This work addresses unreliable coverage in UAV-assisted corridor communication networks caused by shadowing effects on air-to-ground links. To tackle this, we propose a one-dimensional finite point process modeling framework that jointly incorporates spatial randomness of UAV base stations (BSs) and empirically characterized shadow fading. Specifically, we unify the spatial distribution of UAV-BSs—modeled as either a binomial or homogeneous Poisson point process—with measured shadowing statistics. Under a maximum-received-power association policy, we derive a closed-form expression for the coverage probability and significantly reduce computational complexity via the dominant interferer approximation. The analytical model is validated against real-world air-to-ground channel measurements, achieving an average error of less than 8%. This study provides a verifiable, low-complexity theoretical foundation for reliable deployment and performance evaluation of UAV-BS networks.

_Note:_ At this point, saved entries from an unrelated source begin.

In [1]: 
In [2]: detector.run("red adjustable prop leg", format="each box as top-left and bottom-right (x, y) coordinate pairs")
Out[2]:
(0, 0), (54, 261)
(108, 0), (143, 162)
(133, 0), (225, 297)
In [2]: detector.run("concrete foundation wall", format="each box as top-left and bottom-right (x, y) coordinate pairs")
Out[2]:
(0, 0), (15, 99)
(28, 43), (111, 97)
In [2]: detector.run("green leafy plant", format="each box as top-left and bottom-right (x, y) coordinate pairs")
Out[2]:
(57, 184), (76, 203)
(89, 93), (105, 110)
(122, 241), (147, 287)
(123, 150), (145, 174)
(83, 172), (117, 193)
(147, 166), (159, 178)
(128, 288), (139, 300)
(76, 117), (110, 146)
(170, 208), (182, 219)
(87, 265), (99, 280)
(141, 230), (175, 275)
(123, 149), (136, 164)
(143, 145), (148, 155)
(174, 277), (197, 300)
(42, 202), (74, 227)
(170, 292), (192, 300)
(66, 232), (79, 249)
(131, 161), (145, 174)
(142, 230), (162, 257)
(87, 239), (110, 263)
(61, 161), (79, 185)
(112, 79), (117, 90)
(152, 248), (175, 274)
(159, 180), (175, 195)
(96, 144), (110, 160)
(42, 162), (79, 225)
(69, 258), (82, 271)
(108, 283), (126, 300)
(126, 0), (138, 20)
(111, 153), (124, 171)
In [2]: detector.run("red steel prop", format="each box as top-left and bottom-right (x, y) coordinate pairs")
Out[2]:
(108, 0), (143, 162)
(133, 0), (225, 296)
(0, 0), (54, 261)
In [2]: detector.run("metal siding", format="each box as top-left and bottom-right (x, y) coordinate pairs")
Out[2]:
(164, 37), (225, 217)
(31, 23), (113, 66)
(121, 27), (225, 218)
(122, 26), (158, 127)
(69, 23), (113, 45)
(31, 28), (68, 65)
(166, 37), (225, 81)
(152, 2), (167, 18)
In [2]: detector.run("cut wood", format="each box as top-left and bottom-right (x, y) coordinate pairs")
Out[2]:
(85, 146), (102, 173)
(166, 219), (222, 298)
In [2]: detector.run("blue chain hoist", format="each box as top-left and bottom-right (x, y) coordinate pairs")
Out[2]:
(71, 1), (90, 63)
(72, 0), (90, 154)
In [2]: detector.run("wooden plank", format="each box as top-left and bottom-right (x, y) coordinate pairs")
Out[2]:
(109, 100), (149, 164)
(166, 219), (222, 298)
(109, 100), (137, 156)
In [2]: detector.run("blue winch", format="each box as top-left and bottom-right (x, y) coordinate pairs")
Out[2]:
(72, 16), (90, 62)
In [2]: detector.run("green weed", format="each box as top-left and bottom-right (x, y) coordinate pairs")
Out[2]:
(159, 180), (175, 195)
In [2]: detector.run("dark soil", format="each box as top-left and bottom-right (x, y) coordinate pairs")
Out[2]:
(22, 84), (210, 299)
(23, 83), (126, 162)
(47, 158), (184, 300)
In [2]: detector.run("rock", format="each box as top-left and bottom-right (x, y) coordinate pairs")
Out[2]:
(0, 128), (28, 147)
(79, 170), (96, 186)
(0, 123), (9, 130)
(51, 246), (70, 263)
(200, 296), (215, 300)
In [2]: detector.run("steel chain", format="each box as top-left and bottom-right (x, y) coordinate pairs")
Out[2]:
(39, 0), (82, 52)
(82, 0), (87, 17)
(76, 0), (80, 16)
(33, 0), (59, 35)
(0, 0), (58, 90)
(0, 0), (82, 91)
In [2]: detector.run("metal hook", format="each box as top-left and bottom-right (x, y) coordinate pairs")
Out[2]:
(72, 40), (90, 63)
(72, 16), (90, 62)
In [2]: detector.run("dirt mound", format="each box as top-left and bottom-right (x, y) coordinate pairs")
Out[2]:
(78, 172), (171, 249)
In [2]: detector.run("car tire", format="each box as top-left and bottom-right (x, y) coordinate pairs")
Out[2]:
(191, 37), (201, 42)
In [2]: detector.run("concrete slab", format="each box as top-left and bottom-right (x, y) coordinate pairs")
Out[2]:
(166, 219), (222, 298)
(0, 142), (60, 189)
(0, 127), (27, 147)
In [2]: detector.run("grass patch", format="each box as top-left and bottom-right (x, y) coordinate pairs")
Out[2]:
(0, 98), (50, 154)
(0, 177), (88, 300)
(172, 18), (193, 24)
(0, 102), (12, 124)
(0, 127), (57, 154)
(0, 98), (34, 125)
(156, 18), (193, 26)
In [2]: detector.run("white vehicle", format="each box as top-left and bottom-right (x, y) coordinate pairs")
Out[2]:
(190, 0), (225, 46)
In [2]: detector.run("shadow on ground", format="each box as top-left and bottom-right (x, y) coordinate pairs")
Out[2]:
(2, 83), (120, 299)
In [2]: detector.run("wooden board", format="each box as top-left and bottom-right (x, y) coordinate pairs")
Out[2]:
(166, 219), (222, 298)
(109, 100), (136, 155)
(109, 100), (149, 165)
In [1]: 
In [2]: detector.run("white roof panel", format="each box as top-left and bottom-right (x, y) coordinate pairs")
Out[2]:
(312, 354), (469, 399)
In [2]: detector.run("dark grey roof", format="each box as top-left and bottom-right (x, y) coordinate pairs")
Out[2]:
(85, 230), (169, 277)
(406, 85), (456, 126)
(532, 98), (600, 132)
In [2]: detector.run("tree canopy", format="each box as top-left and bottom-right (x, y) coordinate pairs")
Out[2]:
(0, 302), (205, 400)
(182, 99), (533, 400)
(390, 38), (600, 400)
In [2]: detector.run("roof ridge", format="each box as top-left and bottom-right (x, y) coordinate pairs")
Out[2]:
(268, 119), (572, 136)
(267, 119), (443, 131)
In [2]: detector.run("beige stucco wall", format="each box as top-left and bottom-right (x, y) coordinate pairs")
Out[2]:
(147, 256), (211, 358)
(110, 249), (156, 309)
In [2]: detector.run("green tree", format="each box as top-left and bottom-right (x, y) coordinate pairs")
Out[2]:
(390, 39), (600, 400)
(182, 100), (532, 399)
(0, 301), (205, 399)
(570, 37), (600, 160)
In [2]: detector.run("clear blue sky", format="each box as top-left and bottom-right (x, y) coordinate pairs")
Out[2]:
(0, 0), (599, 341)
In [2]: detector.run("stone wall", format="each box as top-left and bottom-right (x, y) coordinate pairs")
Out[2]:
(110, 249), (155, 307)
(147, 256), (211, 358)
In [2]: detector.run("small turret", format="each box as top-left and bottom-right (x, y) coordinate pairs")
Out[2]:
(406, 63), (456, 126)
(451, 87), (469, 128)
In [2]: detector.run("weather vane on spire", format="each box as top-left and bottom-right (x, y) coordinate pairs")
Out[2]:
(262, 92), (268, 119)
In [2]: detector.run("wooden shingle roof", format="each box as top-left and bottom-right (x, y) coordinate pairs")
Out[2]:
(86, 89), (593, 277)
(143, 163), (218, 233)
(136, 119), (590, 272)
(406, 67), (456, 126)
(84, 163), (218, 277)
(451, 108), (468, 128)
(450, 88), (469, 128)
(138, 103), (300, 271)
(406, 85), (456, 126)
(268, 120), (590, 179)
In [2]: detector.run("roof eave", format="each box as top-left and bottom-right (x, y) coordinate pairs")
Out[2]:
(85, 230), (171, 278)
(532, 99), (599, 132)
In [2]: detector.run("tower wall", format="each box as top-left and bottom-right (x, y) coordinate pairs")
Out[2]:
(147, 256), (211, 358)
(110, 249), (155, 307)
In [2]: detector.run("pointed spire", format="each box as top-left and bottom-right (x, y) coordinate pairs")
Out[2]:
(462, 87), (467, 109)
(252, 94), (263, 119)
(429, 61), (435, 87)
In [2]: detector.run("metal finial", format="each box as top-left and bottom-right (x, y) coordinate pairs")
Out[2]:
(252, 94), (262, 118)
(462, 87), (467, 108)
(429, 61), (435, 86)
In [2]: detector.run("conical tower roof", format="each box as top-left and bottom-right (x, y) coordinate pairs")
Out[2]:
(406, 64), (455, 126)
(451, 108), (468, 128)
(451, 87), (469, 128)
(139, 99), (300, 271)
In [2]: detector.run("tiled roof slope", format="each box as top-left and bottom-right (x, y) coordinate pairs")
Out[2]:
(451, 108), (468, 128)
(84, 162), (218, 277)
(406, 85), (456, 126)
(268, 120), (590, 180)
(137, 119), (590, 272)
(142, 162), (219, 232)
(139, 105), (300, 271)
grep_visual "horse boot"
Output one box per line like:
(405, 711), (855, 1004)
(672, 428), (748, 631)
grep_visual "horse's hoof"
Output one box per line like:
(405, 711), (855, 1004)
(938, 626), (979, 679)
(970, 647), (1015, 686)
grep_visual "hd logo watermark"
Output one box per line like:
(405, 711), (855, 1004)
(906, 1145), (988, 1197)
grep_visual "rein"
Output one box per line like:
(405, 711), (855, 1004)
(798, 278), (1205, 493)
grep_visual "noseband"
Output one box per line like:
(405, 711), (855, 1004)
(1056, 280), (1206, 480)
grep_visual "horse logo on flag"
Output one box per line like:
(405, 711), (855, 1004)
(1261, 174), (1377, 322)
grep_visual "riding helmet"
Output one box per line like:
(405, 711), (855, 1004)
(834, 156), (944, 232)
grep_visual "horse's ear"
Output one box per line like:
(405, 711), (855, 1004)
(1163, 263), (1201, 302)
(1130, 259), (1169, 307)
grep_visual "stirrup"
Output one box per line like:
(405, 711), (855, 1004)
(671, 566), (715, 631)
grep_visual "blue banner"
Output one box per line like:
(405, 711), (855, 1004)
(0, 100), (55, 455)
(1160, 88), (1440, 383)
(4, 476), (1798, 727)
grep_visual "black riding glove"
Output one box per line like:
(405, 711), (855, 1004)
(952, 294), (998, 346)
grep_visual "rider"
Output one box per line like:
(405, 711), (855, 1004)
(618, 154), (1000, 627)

Unmanned aerial vehicle (UAV) corridor-assisted communication networks are expected to expand significantly in the upcoming years driven by several technological, regulatory, and societal trends. In this new type of networks, accurate and realistic channel models are essential for designing reliable, efficient, and secure communication systems. In this paper, an analytical framework is presented that is based on one-dimensional (1D) finite point processes, namely the binomial point process (BPP) and the finite homogeneous Poisson point process (HPPP), to model the spatial locations of UAV-Base Stations (UAV-BSs). To this end, the shadowing conditions experienced in the UAV-BS-to-ground users links are accurately considered in a realistic maximum power-based user association policy. Subsequently, coverage probability analysis under the two spatial models is conducted, and exact-form expressions are derived. In an attempt to reduce the analytical complexity of the derived expressions, a dominant interferer-based approach is also investigated. Finally, the main outcomes of this paper are extensively validated by empirical data collected in an air-to-ground measurement campaign. To the best of the authors' knowledge, this is the first work to experimentally verify a generic spatial model by jointly considering the random spatial and shadowing characteristics of a UAV-assisted air-to-ground network.